Mensa, ispezione a Ceppaloni: esplode il caso del divieto di foto
I genitori denunciano criticità nel lavaggio stoviglie e l'oscuramento delle ispezioni, chiedendo chiarimenti urgenti al Comune.
I rappresentanti dei genitori della Commissione Mensa hanno effettuato un'ispezione presso il centro cottura di Beltiglio di Ceppaloni, scoprendo sul posto un divieto di fotografare e filmare imposto legalmente dalla ditta. Nonostante il regolamento comunale non preveda tali restrizioni, il Comune di Benevento non ha informato preventivamente i commissari, limitando di fatto le loro funzioni di controllo sulla sicurezza alimentare dei pasti destinati agli alunni.
La scoperta della nota legale ha colto di sorpresa i rappresentanti, i quali contestano l'assenza di riferimenti normativi a supporto di tale limitazione e l'ingiustificata mancanza di comunicazione da parte dell'Amministrazione. Durante il sopralluogo è emersa inoltre una grave criticità tecnica nella zona lavaggio, dove la carenza di acqua corrente, causata da pesanti incrostazioni di calcare nelle tubature, costringe il personale a pulire pentole e contenitori Gastronorm con un flusso del tutto insufficiente. Tale situazione appare ancora più allarmante se si considera che problemi analoghi all'impianto idrico avevano già portato alla chiusura del centro da parte dell'ASL nello scorso mese di febbraio.

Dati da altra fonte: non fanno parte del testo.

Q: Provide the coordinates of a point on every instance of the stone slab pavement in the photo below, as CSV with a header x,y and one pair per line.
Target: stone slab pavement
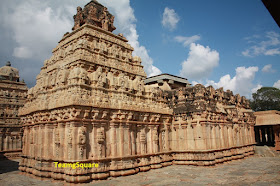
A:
x,y
254,170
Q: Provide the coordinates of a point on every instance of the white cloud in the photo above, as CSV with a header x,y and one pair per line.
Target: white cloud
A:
x,y
269,46
170,19
241,83
277,84
126,23
187,40
268,69
36,28
200,63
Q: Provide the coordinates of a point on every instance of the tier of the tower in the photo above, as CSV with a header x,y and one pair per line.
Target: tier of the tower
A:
x,y
95,68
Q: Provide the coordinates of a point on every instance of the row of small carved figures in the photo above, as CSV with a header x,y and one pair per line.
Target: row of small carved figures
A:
x,y
199,92
73,113
99,47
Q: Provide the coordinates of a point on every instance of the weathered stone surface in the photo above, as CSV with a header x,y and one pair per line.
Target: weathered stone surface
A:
x,y
90,105
12,97
94,14
209,126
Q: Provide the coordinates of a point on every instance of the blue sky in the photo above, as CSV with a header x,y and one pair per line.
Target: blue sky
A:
x,y
234,44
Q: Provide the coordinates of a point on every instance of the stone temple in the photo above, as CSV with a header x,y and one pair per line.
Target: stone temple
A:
x,y
12,97
90,105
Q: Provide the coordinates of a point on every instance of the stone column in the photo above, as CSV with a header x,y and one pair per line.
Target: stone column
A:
x,y
133,139
143,141
185,128
1,138
113,139
121,140
276,129
49,129
41,141
191,141
127,140
199,137
138,139
222,135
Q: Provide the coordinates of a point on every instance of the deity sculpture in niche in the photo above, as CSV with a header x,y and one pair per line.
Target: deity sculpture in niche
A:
x,y
82,141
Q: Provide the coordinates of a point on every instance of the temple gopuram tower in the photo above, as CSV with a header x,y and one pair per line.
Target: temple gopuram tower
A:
x,y
90,105
12,97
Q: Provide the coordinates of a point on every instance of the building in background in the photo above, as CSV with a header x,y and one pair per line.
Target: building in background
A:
x,y
12,97
267,128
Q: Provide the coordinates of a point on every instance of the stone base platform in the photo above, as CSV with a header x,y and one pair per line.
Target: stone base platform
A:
x,y
131,165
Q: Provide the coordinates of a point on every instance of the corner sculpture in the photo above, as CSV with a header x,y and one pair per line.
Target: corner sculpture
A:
x,y
90,105
12,97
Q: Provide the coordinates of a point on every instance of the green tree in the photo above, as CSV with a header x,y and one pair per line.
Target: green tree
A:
x,y
266,98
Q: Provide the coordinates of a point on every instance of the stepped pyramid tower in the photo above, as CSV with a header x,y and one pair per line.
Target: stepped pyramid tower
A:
x,y
90,105
12,97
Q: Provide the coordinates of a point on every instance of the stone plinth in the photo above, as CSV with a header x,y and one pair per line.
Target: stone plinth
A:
x,y
90,105
210,126
12,97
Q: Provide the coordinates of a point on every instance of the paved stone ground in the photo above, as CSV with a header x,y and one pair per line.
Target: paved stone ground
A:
x,y
254,170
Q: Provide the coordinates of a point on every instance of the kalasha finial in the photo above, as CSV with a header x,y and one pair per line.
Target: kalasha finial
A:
x,y
94,14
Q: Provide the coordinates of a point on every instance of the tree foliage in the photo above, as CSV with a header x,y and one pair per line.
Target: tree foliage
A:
x,y
266,98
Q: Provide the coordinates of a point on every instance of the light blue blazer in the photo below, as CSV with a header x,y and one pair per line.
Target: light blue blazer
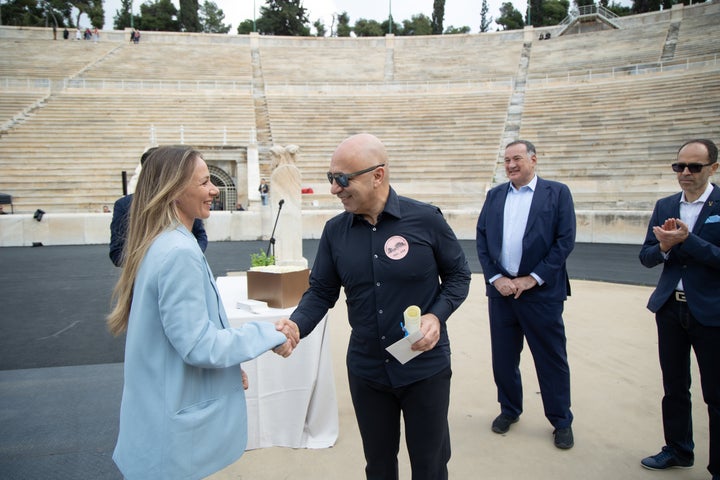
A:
x,y
183,413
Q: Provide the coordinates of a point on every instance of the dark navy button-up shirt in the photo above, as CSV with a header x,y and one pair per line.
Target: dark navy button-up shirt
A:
x,y
410,257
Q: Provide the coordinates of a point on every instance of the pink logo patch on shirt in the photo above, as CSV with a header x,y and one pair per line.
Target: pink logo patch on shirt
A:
x,y
396,247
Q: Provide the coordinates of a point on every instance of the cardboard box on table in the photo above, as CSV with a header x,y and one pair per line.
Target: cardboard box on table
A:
x,y
278,289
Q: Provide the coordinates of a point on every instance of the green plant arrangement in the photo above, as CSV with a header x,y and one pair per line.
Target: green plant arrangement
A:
x,y
261,259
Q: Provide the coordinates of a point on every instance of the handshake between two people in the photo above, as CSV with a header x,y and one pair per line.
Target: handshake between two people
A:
x,y
429,325
291,332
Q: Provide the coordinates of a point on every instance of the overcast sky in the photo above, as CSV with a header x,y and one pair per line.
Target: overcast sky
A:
x,y
458,13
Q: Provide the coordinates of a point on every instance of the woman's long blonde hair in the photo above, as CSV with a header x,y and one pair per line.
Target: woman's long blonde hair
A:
x,y
164,176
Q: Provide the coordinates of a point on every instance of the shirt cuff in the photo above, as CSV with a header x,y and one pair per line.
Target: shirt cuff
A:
x,y
493,278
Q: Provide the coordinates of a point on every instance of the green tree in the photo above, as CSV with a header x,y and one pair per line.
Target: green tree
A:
x,y
510,19
158,15
417,25
535,13
123,18
484,21
368,28
320,29
212,18
283,17
188,16
456,30
246,26
93,9
396,28
343,29
438,16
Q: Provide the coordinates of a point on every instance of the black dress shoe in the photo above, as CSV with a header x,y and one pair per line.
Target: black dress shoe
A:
x,y
564,438
502,423
665,459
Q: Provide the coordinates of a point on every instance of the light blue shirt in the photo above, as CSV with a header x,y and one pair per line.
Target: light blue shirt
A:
x,y
183,413
689,212
515,217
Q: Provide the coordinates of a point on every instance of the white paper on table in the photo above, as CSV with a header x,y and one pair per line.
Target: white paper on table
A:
x,y
401,349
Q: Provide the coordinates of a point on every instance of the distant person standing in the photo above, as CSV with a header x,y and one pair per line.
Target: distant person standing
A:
x,y
684,236
119,224
525,233
264,190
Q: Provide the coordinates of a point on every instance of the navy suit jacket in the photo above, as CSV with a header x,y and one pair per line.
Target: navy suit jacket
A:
x,y
549,238
696,260
118,229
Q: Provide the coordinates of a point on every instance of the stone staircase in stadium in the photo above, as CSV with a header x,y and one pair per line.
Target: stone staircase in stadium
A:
x,y
76,114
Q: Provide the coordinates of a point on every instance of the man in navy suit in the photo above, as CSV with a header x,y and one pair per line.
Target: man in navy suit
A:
x,y
525,232
684,236
119,223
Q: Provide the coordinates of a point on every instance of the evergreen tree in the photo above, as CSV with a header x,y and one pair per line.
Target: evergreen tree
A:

Il quadro strutturale dell'impianto desta forti preoccupazioni anche alla luce dell'aumento dei volumi produttivi, poiché la struttura serve ora diversi comuni limitrofi oltre a quello di Benevento. L'ASL aveva già sollecitato una revisione del layout aziendale per garantire una corretta separazione tra la cucina dedicata ai celiaci e quella ordinaria, ma ad oggi non sono giunti riscontri ufficiali sull'adeguamento dei locali. I genitori sottolineano come l'attuale gestione degli spazi non sembri più in grado di sostenere il carico di lavoro richiesto, mettendo potenzialmente a rischio l'efficacia dei protocolli igienico-sanitari necessari per la ristorazione scolastica.
I rappresentanti dei genitori ribadiscono con fermezza il proprio diritto e dovere di vigilare sulla salute dei bambini, definendo inaccettabile il silenzio istituzionale che circonda queste segnalazioni. Viene chiesto un intervento pubblico immediato del Comune per chiarire la base giuridica del divieto di ripresa e per fornire risposte concrete sui tempi di risoluzione delle problematiche strutturali. La Commissione assicura che continuerà a utilizzare ogni strumento disponibile per garantire la massima trasparenza, non intendendo tollerare ulteriormente un atteggiamento di disinteresse verso la sicurezza alimentare degli studenti.